J27.1 Sensitivity of High-Impact Extratropical Cyclones to Water Vapor Filaments

Tuesday, 9 January 2018: 10:30 AM
Room 1 (ACC) (Austin, Texas)
James D. Doyle, NRL, Monterey, CA; and C. M. Amerault and C. A. Reynolds

In this presentation, we quantify the sensitivity of landfalling high-impact extratropical cyclones over the North Atlantic and Europe to the initial water vapor distribution in numerical weather prediction forecasts. The adjoint, tangent linear, and nonlinear models for the atmospheric portion of the nonhydrostatic Coupled Ocean-Atmosphere Mesoscale Prediction System (COAMPS) are applied using relatively high-horizontal resolution (5-10 km) nested grids. The adjoint sensitivity results for the cyclones underscore the importance of the low- and mid-level moisture distribution and multi-scale interactions with the waveguide. We explore sensitivity and predictability of several high-impact extratropical cyclones [St. Jude’s Day Storm (2013); Desmond (2015); Xynthia (2013)], along with several high-impact events during North Atlantic Waveguide and Downstream Impact Experiment (NAWDEX) [e.g., Walpurga (2016)].

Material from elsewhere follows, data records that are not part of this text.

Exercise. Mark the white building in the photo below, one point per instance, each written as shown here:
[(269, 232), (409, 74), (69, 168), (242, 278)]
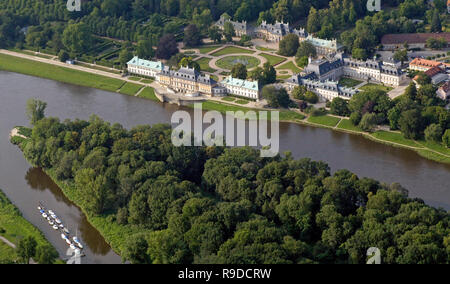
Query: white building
[(144, 67), (242, 88)]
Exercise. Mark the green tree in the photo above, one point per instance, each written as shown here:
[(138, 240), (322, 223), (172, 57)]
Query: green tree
[(446, 138), (46, 254), (433, 133), (35, 110), (410, 123), (135, 250), (289, 45), (239, 71), (306, 49), (26, 249), (368, 122)]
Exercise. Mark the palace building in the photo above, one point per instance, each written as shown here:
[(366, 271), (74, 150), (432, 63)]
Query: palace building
[(144, 67)]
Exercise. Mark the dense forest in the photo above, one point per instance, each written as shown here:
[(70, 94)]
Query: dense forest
[(223, 205), (133, 20)]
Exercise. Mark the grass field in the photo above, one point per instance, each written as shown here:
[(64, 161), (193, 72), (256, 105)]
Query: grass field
[(273, 60), (148, 93), (231, 50), (61, 74), (349, 82), (204, 65), (208, 49), (394, 137), (229, 61), (371, 86), (290, 66), (130, 89), (324, 120), (15, 228), (347, 125)]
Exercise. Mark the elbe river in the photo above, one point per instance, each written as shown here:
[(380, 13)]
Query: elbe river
[(26, 186)]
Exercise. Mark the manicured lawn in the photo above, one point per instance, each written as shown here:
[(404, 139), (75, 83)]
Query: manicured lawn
[(324, 120), (290, 66), (204, 65), (347, 125), (349, 82), (147, 81), (134, 78), (148, 93), (228, 99), (242, 102), (208, 49), (231, 50), (130, 89), (273, 60), (62, 74), (229, 61), (371, 86), (394, 137)]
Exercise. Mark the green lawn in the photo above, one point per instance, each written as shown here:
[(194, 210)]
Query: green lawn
[(290, 66), (148, 93), (130, 89), (232, 50), (62, 74), (273, 60), (204, 65), (324, 120), (394, 137), (349, 82), (208, 49), (347, 125), (229, 61), (15, 227), (371, 86)]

We utilize the adjoint to understand how small perturbations of moisture, winds and temperature evolve into downstream disturbances that impact the wave guide and cyclones. The adjoint diagnostics indicate that the intensity of severe winds and precipitation in these storms just prior to landfall was highly sensitive to the moisture and temperature fields, and to a lesser degree the wind field. Despite large differences in structure and evolution, cyclone development was always critically sensitive to mesoscale filaments of water vapor within the larger-scale plumes of enhanced moisture, often similar to an atmospheric river in the vicinity of the waveguide. We also place the results from several of the storms in the context of a very active waveguide that occurred during December 2013-February 2014, which serves to further highlight the importance of low- and mid-level moisture sensitivity along water vapor plumes. The results of this study underscore the need for accurate moisture observations and data assimilation systems that can adequately assimilate these observations in order to reduce the forecast uncertainties for these high-impact extratropical cyclones. However, given the nature of the sensitivities and the potential for rapid perturbation and error growth, the intrinsic predictability of these severe cyclones may be limited.